Im Thalia-Kino werden anlässlich Ihres Geburtstages alle Ihre Filme gezeigt. Ist Ihnen einer besonders wichtig?
Durchaus. Filme, die an Umbruchpunkten in meinem Leben standen, wie „Halbe Treppe“, der sehr experimentell ist. Da haben wir ausprobiert, was mir später ganz wichtig wurde: einen Film ohne Drehbuch mit ganz kleinem Team. Der Anfang eines neuen Weges, den ich später mit „Wolke 9“ und „Halt auf freier Strecke“ fortgesetzt habe. Film als Abenteuer, als Versuchsanordnung jenseits eingefahrener Gleise.
Gibt es zu Ihrem Geburtstagsspezial auch etwas Neues zu sehen?

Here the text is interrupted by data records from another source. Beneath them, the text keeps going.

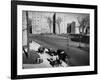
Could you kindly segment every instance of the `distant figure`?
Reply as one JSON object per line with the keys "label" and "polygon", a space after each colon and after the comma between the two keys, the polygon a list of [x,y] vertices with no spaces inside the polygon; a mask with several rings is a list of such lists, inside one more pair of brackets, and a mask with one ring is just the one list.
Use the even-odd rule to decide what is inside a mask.
{"label": "distant figure", "polygon": [[45,48],[44,48],[43,46],[40,46],[40,47],[38,48],[38,53],[43,54],[43,53],[44,53],[44,50],[45,50]]}
{"label": "distant figure", "polygon": [[68,63],[69,56],[67,55],[67,53],[65,53],[64,50],[58,49],[57,54],[59,56],[59,59],[61,59],[62,61]]}
{"label": "distant figure", "polygon": [[23,51],[24,51],[26,57],[28,58],[28,52],[25,51],[25,48],[24,47],[23,47]]}
{"label": "distant figure", "polygon": [[50,49],[48,49],[48,52],[47,52],[50,56],[53,56],[54,54],[56,54],[56,52],[52,49],[52,48],[50,48]]}
{"label": "distant figure", "polygon": [[52,67],[54,67],[55,62],[53,61],[53,59],[52,59],[52,58],[50,58],[50,59],[47,58],[47,60],[49,61],[50,65],[51,65]]}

Es gibt einen neuen Dokumentarfilm, den ich im Frühjahr im Tagebau in der Lausitz gedreht habe für „16 mal Deutschland“, ein ARD-Projekt, das im Oktober gesendet wird. Da haben 16 Dokfilmregisseure ihr Bundesland porträtiert und ich übernahm den Brandenburg-Teil. Ich habe ja vor zwei Jahren für den RBB die Reihe „20 x Brandenburg“ geleitet und mich damals geärgert, dass ich niemanden meiner Kollegen begeistern konnte, in den Tagebau zu fahren. Ich finde schon, dass diese Landschaften zu Brandenburg gehören. Also habe ich das jetzt selbst gemacht.
Ein Landschaftsporträt?
Es ist das Porträt über eine 28-jährige zierliche Frau, die einen 4000-Tonner bedient, der über riesige Förderbänder den Abraum zurück in die Landschaft wirft, der auf der anderen Seite des Tagebaus abgebaggert wurde. Dani ist eine sehr fröhliche Person, die keineswegs mit ihrem Job hadert – trotz der ja sehr archaischen Arbeit. Für mich ist das ein kleines Abfeiern der Menschen, die für andere da sind. Ich finde, dass heute Arbeiter viel zu wenig in den Medien vorkommen, obwohl sie doch die Hauptlast unserer Wirtschaft tragen.
Drehzeit ist Lebenszeit. Arbeiten Sie auch deshalb so gern mit Freunden zusammen?
Ich habe am Theater immer das geliebt, was man Ensemble nennt, dass Leute, die eine bestimmte Auffassung von Kunst und Leben haben, über Jahre hinweg zusammenarbeiten, dass man auf Dinge aufbauen kann und sich ohne Misstrauen begegnet. In einem vertrauten Team kann man sofort auf einem sehr hohen Level einsteigen. Man muss aber auch aufpassen, dass man sich nicht zu sehr einkuschelt, dass es immer neu und provokant bleibt und dass man nicht bequem wird miteinander. Deshalb ist es gut, wenn auch immer mal wieder jemand von außen dazu kommt.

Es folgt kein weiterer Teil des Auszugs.